Indiana University has selected Brad Hamm, Elon’s associate dean in the School of Communications, to lead its School of Journalism. Below is the news release issued by Indiana University March 21:
BLOOMINGTON, Ind. — Bradley J. Hamm, associate dean and associate professor of communications at Elon University in North Carolina, will be recommended to the IU Board of Trustees as the next dean of the Indiana University School of Journalism at an upcoming meeting. He would succeed Trevor Brown, who is retiring at the end of this academic year after leading the school for 20 years.
Hamm’s background includes serving as interim dean for a new School of Communications founded five years ago at the private North Carolina university and several years of professional journalism experience. He has continued as associate dean since July 2001. Elon’s program includes journalism, broadcasting, film, advertising and public relations and has an undergraduate program that is similar in size to IU’s.
“Brad is a wonderful choice for dean of the School of Journalism,” said Kenneth Gros Louis, IU senior vice president for academic affairs and chancellor of the Bloomington campus. “He has excellent qualifications and, more importantly, he will fit the culture of Indiana University. It is clear that Brad has a tremendous amount of passion for his work. I know that Brad will work with the faculty, staff and students to move the school forward.”
Hamm said he feels honored to be selected as the school’s next dean. “It has such a wonderful history and I think that journalism and Indiana University have always gone together in my mind,” he said. “I think of people like Ernie Pyle and Roy Howard and I think of how famous that program has been. So it’s just an honor to be included.”
In looking for a successor to Brown, the search committee sought a candidate who could lead the school through a period when many veteran faculty members are expected to retire and the school will face funding challenges and facility needs. The committee also sought a candidate who could lead the school into a new media era.
Hamm helped build the new communications school at Elon University into a respected, up-and-coming program. At its founding, the Elon School of Communications had 14 faculty members, including 12 who were untenured assistant professors or instructors and five who had one-year appointments. Today, the school has 29 full-time faculty members, including a Pulitzer Prize-winner and 10 professors who have completed books or signed book contracts in the past year.
As interim dean, Hamm worked to build an endowment at a university that previously had not allowed academic programs to raise money. Within 15 months, about $500,000 was raised for the Elon school, including a $100,000 gift for minority scholarships. This academic year, the school has commitments for at least another $500,000.
At IU, “our goal always will be to have one of the finest journalism programs in the nation,” Hamm said. “We need to consider the future of journalism. In that case, I think it’s not so much the form, it’s what are the qualities of journalism, what are we teaching people to do, remembering that, regardless of the form, journalism is essential to democracy.”
Hamm has a bachelor of arts degree in communications from Catawba College (N.C.), a master of arts degree in journalism from the University of South Carolina, and a doctorate in mass communication research from the University of North Carolina. Before entering journalism education, he was a reporter and sportswriter for The Salisbury (N.C.) Post and night broadcast editor of the South Carolina bureau of Associated Press.

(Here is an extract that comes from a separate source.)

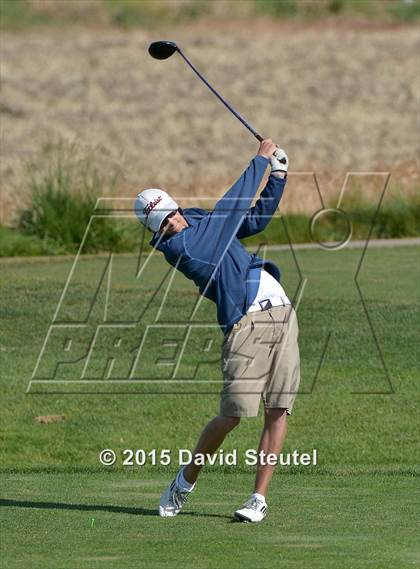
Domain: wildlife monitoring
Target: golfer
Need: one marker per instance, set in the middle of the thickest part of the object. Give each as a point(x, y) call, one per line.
point(260, 355)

In 1999, he was a project coordinator and consultant for the New York Times Regional Newspaper Group on a project involving its three newspapers in North Carolina, “Left Behind,” that won a Chairman’s Award from New York Times publisher Arthur Sulzberger and second place in the Southern Journalism Awards presented by the Institute for Southern Studies. He has taught at Elon since 1989 and was appointed as an assistant professor there in 1995. He was appointed as associate professor in 2000.